Data cited in the CDC partner services recommendations suggest that provider referral is the most effective method for notifying partners [3
]. We found that the dual referral method was the most effective method used in our analysis. Because data comparing the effectiveness of various PCRS approaches are limited, this is the first report of the effectiveness of the dual referral method. The provider and dual referral methods both draw on the skills of the DIS to provide information about the process of PCRS, information about HIV as a disease, assistance obtaining HIV testing, and, if needed, linkage to care. Further studies should examine the dual referral method more closely and determine when this method can be best utilized.
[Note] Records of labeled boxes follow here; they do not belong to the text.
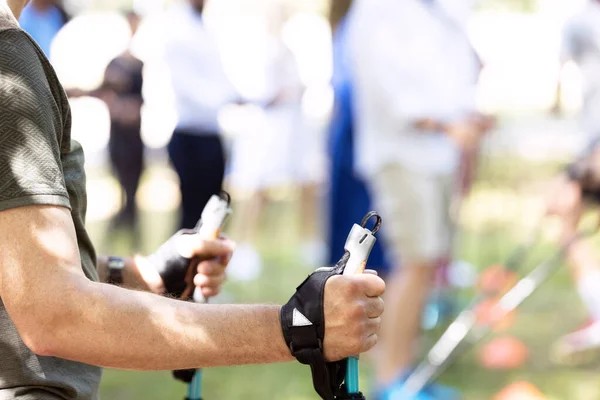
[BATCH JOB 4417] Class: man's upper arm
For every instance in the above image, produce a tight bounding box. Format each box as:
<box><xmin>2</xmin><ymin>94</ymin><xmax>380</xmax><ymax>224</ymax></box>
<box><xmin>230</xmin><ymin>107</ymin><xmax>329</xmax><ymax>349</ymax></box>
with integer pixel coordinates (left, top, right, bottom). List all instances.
<box><xmin>0</xmin><ymin>30</ymin><xmax>69</xmax><ymax>210</ymax></box>
<box><xmin>0</xmin><ymin>30</ymin><xmax>82</xmax><ymax>340</ymax></box>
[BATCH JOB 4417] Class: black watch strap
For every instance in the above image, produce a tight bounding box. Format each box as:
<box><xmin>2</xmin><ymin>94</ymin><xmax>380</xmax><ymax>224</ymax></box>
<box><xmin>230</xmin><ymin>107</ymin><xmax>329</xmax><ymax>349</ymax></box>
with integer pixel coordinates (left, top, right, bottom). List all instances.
<box><xmin>106</xmin><ymin>257</ymin><xmax>125</xmax><ymax>285</ymax></box>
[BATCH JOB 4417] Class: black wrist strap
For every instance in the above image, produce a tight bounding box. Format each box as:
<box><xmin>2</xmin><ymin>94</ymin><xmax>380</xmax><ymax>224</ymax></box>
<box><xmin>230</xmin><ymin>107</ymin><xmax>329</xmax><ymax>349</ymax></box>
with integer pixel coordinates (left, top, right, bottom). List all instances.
<box><xmin>281</xmin><ymin>253</ymin><xmax>350</xmax><ymax>400</ymax></box>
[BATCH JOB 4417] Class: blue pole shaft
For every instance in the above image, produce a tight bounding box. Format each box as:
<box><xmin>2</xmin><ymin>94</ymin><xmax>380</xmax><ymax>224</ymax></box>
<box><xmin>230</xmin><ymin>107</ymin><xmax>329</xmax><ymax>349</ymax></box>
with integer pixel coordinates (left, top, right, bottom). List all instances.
<box><xmin>346</xmin><ymin>357</ymin><xmax>359</xmax><ymax>394</ymax></box>
<box><xmin>188</xmin><ymin>369</ymin><xmax>202</xmax><ymax>400</ymax></box>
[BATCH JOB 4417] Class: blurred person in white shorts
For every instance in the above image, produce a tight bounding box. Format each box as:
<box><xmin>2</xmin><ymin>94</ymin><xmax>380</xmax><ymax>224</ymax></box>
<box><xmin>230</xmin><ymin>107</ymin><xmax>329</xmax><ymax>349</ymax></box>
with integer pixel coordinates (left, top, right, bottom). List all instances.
<box><xmin>228</xmin><ymin>5</ymin><xmax>324</xmax><ymax>279</ymax></box>
<box><xmin>349</xmin><ymin>0</ymin><xmax>489</xmax><ymax>399</ymax></box>
<box><xmin>548</xmin><ymin>0</ymin><xmax>600</xmax><ymax>365</ymax></box>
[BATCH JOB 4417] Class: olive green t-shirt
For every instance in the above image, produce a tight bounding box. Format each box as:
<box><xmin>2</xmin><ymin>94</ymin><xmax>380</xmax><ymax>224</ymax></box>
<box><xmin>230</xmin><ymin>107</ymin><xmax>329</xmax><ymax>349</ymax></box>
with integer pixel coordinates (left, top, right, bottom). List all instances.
<box><xmin>0</xmin><ymin>4</ymin><xmax>101</xmax><ymax>400</ymax></box>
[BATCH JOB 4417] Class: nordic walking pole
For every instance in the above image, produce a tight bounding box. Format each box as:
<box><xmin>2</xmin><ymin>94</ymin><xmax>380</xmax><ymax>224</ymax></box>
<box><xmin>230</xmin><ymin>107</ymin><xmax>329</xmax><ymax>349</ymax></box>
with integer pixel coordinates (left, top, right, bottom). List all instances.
<box><xmin>182</xmin><ymin>191</ymin><xmax>231</xmax><ymax>400</ymax></box>
<box><xmin>404</xmin><ymin>228</ymin><xmax>597</xmax><ymax>398</ymax></box>
<box><xmin>342</xmin><ymin>211</ymin><xmax>381</xmax><ymax>400</ymax></box>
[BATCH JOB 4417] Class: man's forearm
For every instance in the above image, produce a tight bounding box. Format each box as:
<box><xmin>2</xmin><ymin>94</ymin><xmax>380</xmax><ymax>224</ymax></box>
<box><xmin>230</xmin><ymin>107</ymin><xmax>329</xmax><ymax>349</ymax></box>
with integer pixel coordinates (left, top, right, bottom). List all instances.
<box><xmin>98</xmin><ymin>256</ymin><xmax>165</xmax><ymax>294</ymax></box>
<box><xmin>35</xmin><ymin>278</ymin><xmax>292</xmax><ymax>370</ymax></box>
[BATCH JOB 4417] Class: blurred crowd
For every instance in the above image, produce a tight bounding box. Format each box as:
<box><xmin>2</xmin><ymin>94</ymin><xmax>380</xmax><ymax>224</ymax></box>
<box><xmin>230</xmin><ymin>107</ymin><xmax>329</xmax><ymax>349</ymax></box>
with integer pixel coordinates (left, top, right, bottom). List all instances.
<box><xmin>20</xmin><ymin>0</ymin><xmax>600</xmax><ymax>398</ymax></box>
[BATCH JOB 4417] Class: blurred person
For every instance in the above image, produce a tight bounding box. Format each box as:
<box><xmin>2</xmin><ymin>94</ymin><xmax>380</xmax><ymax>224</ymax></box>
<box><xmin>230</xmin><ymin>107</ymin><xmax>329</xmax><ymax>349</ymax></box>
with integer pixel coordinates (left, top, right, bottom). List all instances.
<box><xmin>552</xmin><ymin>0</ymin><xmax>600</xmax><ymax>137</ymax></box>
<box><xmin>165</xmin><ymin>0</ymin><xmax>240</xmax><ymax>229</ymax></box>
<box><xmin>327</xmin><ymin>1</ymin><xmax>389</xmax><ymax>276</ymax></box>
<box><xmin>349</xmin><ymin>0</ymin><xmax>490</xmax><ymax>400</ymax></box>
<box><xmin>19</xmin><ymin>0</ymin><xmax>68</xmax><ymax>57</ymax></box>
<box><xmin>67</xmin><ymin>11</ymin><xmax>144</xmax><ymax>239</ymax></box>
<box><xmin>548</xmin><ymin>0</ymin><xmax>600</xmax><ymax>363</ymax></box>
<box><xmin>0</xmin><ymin>0</ymin><xmax>385</xmax><ymax>400</ymax></box>
<box><xmin>230</xmin><ymin>5</ymin><xmax>328</xmax><ymax>275</ymax></box>
<box><xmin>546</xmin><ymin>138</ymin><xmax>600</xmax><ymax>365</ymax></box>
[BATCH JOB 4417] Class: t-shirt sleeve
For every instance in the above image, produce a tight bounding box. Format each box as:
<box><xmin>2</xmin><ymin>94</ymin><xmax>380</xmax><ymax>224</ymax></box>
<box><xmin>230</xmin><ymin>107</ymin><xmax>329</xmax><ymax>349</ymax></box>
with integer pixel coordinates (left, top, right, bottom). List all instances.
<box><xmin>0</xmin><ymin>30</ymin><xmax>70</xmax><ymax>210</ymax></box>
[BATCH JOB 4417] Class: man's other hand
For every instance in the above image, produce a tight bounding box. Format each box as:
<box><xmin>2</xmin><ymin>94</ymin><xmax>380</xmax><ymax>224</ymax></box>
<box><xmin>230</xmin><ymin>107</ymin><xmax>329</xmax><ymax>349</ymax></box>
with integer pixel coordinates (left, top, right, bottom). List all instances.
<box><xmin>147</xmin><ymin>231</ymin><xmax>235</xmax><ymax>297</ymax></box>
<box><xmin>323</xmin><ymin>273</ymin><xmax>385</xmax><ymax>361</ymax></box>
Our findings are subject to several limitations. First, convenience sampling was used to recruit index clients to participate in this project, a relatively small number of sites were included in this project, and the selection of participating sites was not systematic, therefore our results may not be representative of all HIV-infected persons. Second, these data were largely based on self-report from index clients and may therefore be subject to desirability and recall biases. Third, our assessment on the effectiveness of different referral approaches for reaching partners was based on a demonstration project rather than a study designed to compare those referral approaches, and so caution should be used when interpreting some of our conclusions. A systematic evaluation of PCRS including qualitative examination of acceptance and refusal of services would be needed to obtain generalizable findings about which PCRS approaches are most effective.
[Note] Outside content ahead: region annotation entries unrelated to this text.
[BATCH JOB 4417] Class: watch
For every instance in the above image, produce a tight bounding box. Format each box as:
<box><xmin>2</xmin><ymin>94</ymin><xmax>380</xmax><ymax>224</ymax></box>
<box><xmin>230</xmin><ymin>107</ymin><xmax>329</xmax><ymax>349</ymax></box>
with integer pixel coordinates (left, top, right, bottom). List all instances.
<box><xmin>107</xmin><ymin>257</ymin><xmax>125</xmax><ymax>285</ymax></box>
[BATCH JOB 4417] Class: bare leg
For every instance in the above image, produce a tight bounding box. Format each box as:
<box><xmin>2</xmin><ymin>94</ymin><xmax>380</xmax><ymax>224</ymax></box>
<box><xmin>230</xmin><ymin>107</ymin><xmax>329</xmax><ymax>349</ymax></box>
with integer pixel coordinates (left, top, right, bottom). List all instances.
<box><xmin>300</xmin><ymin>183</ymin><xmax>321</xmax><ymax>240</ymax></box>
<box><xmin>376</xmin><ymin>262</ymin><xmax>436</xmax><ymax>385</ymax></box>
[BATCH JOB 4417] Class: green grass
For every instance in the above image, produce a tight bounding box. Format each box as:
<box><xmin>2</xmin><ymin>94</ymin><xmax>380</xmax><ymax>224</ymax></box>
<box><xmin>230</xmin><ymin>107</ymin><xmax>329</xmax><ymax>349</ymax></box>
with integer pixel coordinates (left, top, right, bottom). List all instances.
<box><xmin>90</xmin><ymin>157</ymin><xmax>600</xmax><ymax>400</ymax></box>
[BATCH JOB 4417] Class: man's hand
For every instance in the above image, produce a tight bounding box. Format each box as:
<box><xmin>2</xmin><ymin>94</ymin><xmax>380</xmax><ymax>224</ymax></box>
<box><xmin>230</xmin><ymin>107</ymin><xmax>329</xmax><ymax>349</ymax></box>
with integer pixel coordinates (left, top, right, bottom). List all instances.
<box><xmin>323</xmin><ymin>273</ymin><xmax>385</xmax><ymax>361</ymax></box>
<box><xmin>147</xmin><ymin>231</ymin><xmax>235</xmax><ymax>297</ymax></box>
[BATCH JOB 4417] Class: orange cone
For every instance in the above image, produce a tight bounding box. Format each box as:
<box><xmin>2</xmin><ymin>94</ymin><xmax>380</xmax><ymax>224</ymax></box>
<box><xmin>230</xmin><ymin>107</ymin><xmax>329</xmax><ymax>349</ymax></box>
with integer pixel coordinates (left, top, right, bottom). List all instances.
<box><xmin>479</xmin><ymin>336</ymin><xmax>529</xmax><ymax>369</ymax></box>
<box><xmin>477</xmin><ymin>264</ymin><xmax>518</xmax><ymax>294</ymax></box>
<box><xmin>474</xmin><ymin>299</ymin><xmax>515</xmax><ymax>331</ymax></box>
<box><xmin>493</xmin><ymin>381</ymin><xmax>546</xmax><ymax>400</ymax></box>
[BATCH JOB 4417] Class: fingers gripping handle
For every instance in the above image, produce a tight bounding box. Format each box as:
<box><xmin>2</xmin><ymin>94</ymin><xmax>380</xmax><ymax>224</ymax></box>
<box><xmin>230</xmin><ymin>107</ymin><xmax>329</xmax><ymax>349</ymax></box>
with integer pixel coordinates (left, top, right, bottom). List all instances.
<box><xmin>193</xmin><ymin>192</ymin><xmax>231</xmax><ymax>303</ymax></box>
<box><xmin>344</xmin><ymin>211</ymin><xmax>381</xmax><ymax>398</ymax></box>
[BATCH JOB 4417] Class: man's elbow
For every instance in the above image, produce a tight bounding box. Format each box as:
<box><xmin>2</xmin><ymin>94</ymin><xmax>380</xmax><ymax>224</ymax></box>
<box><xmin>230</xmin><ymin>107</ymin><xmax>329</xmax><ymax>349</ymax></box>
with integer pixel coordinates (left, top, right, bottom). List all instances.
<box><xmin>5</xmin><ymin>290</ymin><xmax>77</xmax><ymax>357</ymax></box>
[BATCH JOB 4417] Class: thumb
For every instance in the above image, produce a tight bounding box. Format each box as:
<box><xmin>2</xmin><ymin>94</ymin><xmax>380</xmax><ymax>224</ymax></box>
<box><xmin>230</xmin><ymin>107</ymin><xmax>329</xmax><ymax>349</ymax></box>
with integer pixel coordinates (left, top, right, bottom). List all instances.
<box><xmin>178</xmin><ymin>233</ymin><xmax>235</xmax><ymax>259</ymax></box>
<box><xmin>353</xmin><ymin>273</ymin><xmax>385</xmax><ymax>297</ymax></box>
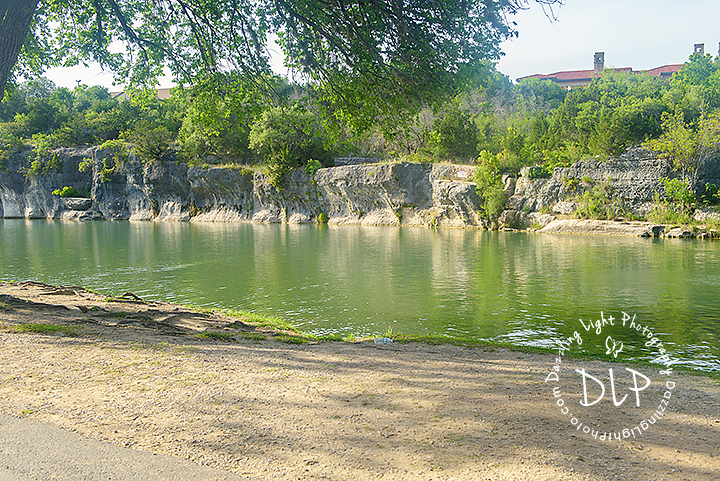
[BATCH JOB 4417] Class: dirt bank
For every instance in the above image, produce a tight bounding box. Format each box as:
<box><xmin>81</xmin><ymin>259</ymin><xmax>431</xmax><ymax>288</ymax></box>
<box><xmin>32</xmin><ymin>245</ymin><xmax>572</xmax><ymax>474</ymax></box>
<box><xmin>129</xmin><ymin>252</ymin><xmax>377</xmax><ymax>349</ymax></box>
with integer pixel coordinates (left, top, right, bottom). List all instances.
<box><xmin>0</xmin><ymin>283</ymin><xmax>720</xmax><ymax>481</ymax></box>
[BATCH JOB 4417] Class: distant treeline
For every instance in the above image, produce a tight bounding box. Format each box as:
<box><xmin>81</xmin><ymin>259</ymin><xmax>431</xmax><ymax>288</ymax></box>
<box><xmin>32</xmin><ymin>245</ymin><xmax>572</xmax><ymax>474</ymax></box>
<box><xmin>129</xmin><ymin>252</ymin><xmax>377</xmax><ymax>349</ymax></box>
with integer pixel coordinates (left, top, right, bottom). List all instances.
<box><xmin>0</xmin><ymin>54</ymin><xmax>720</xmax><ymax>187</ymax></box>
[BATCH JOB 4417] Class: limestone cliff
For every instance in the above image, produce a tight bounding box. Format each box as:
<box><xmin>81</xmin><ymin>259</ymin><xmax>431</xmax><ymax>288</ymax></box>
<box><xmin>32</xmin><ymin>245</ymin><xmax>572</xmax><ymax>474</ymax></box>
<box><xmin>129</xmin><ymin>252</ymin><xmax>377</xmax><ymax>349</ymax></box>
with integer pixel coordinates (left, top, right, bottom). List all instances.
<box><xmin>0</xmin><ymin>147</ymin><xmax>483</xmax><ymax>227</ymax></box>
<box><xmin>0</xmin><ymin>147</ymin><xmax>708</xmax><ymax>228</ymax></box>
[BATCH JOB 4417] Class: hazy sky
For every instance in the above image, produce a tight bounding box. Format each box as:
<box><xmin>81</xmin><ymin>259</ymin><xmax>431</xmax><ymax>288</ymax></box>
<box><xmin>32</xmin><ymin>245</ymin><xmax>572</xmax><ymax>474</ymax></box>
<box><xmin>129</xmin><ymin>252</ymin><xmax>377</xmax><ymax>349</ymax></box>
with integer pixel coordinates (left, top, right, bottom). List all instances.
<box><xmin>46</xmin><ymin>0</ymin><xmax>720</xmax><ymax>90</ymax></box>
<box><xmin>497</xmin><ymin>0</ymin><xmax>720</xmax><ymax>80</ymax></box>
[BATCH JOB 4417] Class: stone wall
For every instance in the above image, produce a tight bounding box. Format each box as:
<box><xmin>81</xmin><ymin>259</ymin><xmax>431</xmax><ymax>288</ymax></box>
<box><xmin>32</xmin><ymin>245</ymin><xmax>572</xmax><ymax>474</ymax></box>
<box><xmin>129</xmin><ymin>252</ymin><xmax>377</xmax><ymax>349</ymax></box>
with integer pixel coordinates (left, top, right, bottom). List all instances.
<box><xmin>0</xmin><ymin>148</ymin><xmax>484</xmax><ymax>227</ymax></box>
<box><xmin>0</xmin><ymin>147</ymin><xmax>720</xmax><ymax>228</ymax></box>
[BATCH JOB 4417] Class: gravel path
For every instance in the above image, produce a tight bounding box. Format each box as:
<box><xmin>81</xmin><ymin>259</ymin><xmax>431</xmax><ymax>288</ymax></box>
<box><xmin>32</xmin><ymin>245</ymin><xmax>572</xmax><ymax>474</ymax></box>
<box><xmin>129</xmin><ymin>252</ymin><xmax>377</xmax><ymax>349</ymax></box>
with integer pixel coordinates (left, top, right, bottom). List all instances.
<box><xmin>0</xmin><ymin>283</ymin><xmax>720</xmax><ymax>481</ymax></box>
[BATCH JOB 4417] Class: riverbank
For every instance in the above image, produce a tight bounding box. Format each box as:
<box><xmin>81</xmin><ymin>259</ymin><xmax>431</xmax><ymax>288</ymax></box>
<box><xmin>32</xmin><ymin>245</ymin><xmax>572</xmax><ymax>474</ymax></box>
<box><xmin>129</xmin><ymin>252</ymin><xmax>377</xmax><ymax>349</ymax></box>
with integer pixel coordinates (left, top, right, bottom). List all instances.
<box><xmin>0</xmin><ymin>283</ymin><xmax>720</xmax><ymax>480</ymax></box>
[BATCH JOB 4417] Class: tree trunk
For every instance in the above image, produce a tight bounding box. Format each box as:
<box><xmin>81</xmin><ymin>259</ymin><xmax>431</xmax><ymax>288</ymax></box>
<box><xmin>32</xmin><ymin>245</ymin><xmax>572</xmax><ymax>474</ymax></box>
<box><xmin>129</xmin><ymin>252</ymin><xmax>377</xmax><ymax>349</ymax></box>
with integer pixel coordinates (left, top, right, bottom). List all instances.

In this project, we found that various PCRS approaches by participating sites were effective in identifying and reaching partners for notification. Using PCRS approaches that rely on collaboration between health department and CBO staff, or those that are conducted solely by CBO staff may succeed in identifying partners exposed to HIV infection, obtaining partner locating and identifying information and offering PCRS, and sometimes such approaches may be more effective than traditional PCRS approaches. Our data showed that the dual referral method may be the most successful referral method for non-traditional approaches of PCRS, however this finding should be interpreted with caution, as this project was not designed to make direct comparisons between the approaches. This demonstration project sheds light on ways to enhance the implementation of HIV partner services. However, further studies will be needed to evaluate combinations of PCRS approaches and referral approaches and identify the most effective methods to reach partners and prevent HIV transmission. Health departments should implement PCRS approaches that integrate the strengths of traditional approaches with the reach of non-traditional approaches, such as the placement of DIS at CBOs in order to maximize the success of this public health intervention.